How to setup Grafana for high availability
Setting up Grafana for high availability is fairly simple. It comes down to two things:
- Use a shared database for storing dashboard, users, and other persistent data
- Decide how to store session data.
Configure multiple servers to use the same database
First, you need to do is to setup MySQL or Postgres on another server and configure Grafana to use that database. You can find the configuration for doing that in the [database] section in the grafana config. Grafana will now persist all long term data in the database. How to configure the database for high availability is out of scope for this guide. We recommend finding an expert on for the database your using.
The second thing to consider is how to deal with user sessions and how to configure your load balancer infront of Grafana. Grafana support two says of storing session data locally on disk or in a database/cache-server. If you want to store sessions on disk you can use
sticky sessions in your load balanacer. If you prefer to store session data in a database/cache-server you can use any stateless routing strategy in your load balancer (ex round robin or least connections).
Using sticky sessions, all traffic for one user will always be sent to the same server. Which means that session related data can be stored on disk rather than on a shared database. This is the default behavior for Grafana and if only want multiple servers for fail over this is a good solution since it requires the least amount of work.

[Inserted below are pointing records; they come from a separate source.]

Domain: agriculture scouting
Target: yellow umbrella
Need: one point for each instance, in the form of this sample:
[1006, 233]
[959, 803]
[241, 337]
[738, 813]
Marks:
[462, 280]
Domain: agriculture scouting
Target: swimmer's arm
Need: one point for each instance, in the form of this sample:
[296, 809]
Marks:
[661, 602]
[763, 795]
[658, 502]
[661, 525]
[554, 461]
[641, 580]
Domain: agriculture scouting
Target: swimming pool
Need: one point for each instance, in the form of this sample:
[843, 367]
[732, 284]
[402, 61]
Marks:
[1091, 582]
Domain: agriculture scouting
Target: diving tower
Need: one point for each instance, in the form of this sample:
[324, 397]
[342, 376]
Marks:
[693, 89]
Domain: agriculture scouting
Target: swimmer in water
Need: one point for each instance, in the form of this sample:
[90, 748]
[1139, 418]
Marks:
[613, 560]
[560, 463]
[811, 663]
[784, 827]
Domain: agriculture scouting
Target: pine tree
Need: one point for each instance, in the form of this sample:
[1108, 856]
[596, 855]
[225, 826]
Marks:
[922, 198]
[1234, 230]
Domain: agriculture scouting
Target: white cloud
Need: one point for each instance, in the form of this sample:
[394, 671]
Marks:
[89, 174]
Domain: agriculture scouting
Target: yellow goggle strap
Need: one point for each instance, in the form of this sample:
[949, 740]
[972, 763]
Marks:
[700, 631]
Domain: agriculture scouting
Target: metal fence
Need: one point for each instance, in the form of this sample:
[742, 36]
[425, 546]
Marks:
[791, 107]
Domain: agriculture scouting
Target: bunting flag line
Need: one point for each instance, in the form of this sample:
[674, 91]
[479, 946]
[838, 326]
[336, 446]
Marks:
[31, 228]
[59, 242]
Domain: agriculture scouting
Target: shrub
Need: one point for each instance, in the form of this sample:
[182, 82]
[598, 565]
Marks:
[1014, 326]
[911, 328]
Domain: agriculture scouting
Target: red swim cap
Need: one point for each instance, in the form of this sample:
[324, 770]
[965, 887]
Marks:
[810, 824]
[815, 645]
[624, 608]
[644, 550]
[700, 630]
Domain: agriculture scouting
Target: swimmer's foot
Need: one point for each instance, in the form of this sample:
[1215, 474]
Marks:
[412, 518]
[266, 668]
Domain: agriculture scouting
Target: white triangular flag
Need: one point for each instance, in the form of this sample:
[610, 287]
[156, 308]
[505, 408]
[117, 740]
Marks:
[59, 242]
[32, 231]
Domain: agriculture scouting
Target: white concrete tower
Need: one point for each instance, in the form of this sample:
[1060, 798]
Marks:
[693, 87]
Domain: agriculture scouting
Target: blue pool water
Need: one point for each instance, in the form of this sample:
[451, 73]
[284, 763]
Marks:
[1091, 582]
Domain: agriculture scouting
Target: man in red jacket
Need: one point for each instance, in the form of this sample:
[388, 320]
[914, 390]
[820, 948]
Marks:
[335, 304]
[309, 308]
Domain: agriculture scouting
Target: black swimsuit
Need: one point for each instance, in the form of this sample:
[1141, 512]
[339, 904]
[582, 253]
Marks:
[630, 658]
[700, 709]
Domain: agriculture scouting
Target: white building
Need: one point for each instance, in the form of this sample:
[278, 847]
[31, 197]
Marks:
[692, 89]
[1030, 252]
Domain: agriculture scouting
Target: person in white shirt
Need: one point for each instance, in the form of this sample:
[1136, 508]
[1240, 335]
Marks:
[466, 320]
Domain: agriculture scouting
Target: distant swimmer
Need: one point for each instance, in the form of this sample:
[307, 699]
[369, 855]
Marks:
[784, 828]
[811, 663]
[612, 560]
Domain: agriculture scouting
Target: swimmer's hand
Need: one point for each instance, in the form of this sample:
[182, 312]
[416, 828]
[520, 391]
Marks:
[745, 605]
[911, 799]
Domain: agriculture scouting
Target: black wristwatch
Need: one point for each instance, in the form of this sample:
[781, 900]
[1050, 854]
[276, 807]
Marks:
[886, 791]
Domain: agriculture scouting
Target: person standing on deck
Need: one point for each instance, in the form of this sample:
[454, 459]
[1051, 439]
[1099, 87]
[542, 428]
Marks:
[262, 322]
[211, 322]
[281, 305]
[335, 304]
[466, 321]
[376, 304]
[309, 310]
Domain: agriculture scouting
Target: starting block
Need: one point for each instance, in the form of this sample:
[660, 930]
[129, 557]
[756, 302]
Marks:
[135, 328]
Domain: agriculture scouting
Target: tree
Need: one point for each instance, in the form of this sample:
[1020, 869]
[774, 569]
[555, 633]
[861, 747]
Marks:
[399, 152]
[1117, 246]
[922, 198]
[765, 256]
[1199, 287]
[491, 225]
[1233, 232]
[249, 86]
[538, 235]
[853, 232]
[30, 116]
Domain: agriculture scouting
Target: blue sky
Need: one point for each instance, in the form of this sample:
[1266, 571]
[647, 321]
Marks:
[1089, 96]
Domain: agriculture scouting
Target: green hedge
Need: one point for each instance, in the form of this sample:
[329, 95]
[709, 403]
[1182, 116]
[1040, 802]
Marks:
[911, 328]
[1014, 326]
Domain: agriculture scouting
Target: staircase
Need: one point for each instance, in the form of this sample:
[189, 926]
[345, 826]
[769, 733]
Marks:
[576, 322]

You can also choose to store session data in a Redis/Memcache/Postgres/MySQL which means that the load balancer can send a user to any Grafana server without having to log in on each server. This requires a little bit more work from the operator but enables you to remove/add grafana servers without impacting the user experience. If you use MySQL/Postgres for session storage, you first need a table to store the session data in. More details about that in [sessions]
For Grafana itself it doesn’t really matter if you store the session data on disk or database/redis/memcache. But we recommend using a database/redis/memcache since it makes it easier manage the grafana servers.
Currently alerting supports a limited form of high availability. Since v4.2.0, alert notifications are deduped when running multiple servers. This means all alerts are executed on every server but alert notifications are only sent once per alert. Grafana does not support distributing the alert rule execution between servers. That might be added in the future but right now prefer to keep it simple.